The MRI appearance of posterior fossa ependymoma reflects the heterogeneity of the tumor. T2W images demonstrate a tumor with solid components that are isointense or hyperintense to brain parenchyma, markedly hypointense regions reflecting hemorrhage and/or calcification, and cystic foci. A similar pattern is seen with FLAIR sequences (Fig. 35-11), with pronounced hyperintense signal in cystic or necrotic regions. Hemorrhagic and calcified areas may demonstrate hyperintense signal on T1W images, and the heterogeneous and variable pattern of contrast enhancement exhibited on CT is duplicated with MRI. As with medulloblastoma, sagittal postcontrast imaging can be very helpful in demonstrating point of attachment of an intraventricular tumor (Fig. 35-12). When this point of attachment is from the dorsal brain stem with tumor growth into the ventricle itself, a diagnosis of ependymoma or exophytic brain stem glioma is likely.

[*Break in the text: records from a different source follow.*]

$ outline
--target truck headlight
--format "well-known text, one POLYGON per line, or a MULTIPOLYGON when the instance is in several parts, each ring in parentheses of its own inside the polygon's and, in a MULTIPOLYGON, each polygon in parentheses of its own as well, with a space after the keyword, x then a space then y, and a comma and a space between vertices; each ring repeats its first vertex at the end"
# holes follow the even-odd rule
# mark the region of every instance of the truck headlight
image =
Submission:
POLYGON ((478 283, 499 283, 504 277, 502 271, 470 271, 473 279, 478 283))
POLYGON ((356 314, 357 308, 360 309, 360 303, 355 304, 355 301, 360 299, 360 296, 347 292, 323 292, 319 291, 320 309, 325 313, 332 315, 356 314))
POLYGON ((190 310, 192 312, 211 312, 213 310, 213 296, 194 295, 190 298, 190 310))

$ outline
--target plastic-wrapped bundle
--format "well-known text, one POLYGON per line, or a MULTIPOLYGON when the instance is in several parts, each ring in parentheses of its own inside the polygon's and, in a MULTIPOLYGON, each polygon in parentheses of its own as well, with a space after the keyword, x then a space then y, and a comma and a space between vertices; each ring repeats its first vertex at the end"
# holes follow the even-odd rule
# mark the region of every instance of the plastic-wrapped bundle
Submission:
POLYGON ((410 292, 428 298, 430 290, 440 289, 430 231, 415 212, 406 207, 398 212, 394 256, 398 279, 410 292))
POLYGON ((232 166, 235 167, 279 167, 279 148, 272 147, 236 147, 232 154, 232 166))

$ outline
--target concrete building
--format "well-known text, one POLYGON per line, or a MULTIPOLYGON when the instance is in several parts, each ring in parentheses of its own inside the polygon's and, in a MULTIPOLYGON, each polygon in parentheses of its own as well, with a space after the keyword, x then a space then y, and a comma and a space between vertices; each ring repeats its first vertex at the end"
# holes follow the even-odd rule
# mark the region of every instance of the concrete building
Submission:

FIGURE 35-12 Sagittal noncontrast T1W MR image of the fourth ventricular ependymoma with inferior extension through foramen magnum. Arrow points to site of attachment of tumor to the dorsal inferior aspect of the brain stem.
DWI demonstrates restricted diffusion in infratentorial ependymoma but not as pronounced as in the more common medulloblastoma. The degree of restriction is typically greater than in pilocytic astrocytoma,8 and DWI will also show restricted diffusion in areas of necrosis.
MR spectroscopy in ependymoma usually demonstrates the recognizable pattern of diminished NAA and elevated choline. The degree of choline elevation is less than typically seen in medulloblastoma. Regions of necrosis may result in large resonance peaks at 1.1 to 1.3 ppm, reflecting the presence of lipids and lactate. Like the brain stem glioma, infratentorial ependymoma can demonstrate elevated levels of myoinositol, especially relative to pilocytic astrocytoma or medulloblastoma. The heterogeneity of ependymoma undermines the reliability of MR spectroscopy in differentiating this tumor from other commonly encountered infratentorial neoplasms.
Pilocytic astrocytoma is a tumor composed of astrocytes that contain Rosenthal fibers and/or eosinophilic granular bodies. It is the single most common CNS neoplasm in children and is sometimes referred to as juvenile pilocytic astrocytoma. Other names are spongioblastoma polare and cerebellar astrocytoma.
Pilocytic astrocytoma is a tumor of childhood, with over 80% of cases diagnosed before 20 years of age. Of these, most are diagnosed in children 5 to 15 years old. Over 60% of pilocytic astrocytomas are located in the posterior fossa, the majority in the cerebellar hemispheres.
Like other tumors of the posterior fossa, pilocytic astrocytoma typically presents with headache, nausea, and vomiting. Ataxia and cranial neuropathies may also bring the child to medical attention. On careful evaluation, a more prolonged history of symptoms related to the posterior fossa can be elicited in many cases, reflecting the slow-growing nature of the tumor.